= Arthur Craig =

American neuroanatomist and neuroscientist (1951–2023)

Arthur Dewitt "Bud" Craig, Jr. (August 31, 1951 – July 15, 2023) was an American neuroanatomist and neuroscientist.

==Career==
Craig attended Michigan State University from which he earned the Bachelor of Science degree in mathematics in June 1973. He completed his doctorate degree at Cornell University, in Ithaca, New York, in neurophysiology, neuroanatomy, and electrical engineering and received a Ph.D. in January 1978. He worked with Daniel N. Tapper, Ph.D. on electrophysiology of somatosensory processing in the spinal cord. The title of his thesis was "Anatomic and Electrophysiologic Studies on the Lateral Cervical Nucleus in Cat and Dog".

==Research==
Following graduate school, Craig spent two years in the department of physiology and biophysics at Washington University School of Medicine in St.
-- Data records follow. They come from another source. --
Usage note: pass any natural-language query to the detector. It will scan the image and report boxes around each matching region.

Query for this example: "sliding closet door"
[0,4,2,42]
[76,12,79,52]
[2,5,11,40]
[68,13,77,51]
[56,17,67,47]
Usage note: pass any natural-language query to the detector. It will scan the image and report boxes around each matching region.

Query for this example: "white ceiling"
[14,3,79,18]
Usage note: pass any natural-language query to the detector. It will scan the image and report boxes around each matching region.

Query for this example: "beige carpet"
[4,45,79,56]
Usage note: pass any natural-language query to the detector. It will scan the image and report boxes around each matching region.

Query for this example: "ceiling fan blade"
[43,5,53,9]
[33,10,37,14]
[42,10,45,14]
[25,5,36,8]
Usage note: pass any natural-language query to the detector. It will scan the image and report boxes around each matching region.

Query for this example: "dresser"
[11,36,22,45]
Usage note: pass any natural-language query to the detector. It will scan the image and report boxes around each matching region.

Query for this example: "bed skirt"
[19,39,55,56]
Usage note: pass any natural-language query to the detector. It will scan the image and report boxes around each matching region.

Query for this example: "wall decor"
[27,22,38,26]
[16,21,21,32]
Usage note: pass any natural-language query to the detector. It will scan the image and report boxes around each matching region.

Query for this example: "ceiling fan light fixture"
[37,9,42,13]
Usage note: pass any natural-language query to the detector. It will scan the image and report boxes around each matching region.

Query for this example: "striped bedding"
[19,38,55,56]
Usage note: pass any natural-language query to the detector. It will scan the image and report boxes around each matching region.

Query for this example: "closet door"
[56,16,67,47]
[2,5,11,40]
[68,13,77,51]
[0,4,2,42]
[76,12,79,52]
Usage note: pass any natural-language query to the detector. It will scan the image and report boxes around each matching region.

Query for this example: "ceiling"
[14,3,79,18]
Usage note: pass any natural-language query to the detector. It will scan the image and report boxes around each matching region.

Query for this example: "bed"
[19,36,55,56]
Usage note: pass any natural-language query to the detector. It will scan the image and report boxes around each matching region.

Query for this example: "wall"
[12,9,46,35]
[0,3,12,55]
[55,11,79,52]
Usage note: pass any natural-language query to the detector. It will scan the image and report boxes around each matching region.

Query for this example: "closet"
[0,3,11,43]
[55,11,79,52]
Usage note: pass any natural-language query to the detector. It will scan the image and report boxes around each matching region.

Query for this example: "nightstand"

Louis, Missouri, as a post-doctoral fellow, and one year in the department of anatomy and neurobiology as research associate.

In 1981 he moved to Germany to become "Wissenschaftlicher Assistent" (research associate) in the department of physiology at the University of Kiel and then in 1983 Akademischer Rat auf Zeit (research assistant professor) at the University of Würzburg in the department of physiology. In 1986 Craig joined Barrow Neurological Institute (BNI) to direct the Atkinson Pain Research Laboratory

==Recognition==
Craig was a recipient of the National Merit Scholarship Award (1968–1973). He was awarded with Doctor of Medicine (MD), honoris causa, from Linköping University in 2001. He received the Kenneth Craik Award in Experimental Psychology from the University of Cambridge in 2002. In 2011, Craig received the Frederic W. L. Kerr Award from the American Pain Society and was elected to be a foreign member of Royal Society of Sciences and Letters in Gothenburg.

Craig held appointments as research professor in the department of cell biology and anatomy at the University of Arizona College of Medicine and in the department of psychology at Arizona State University.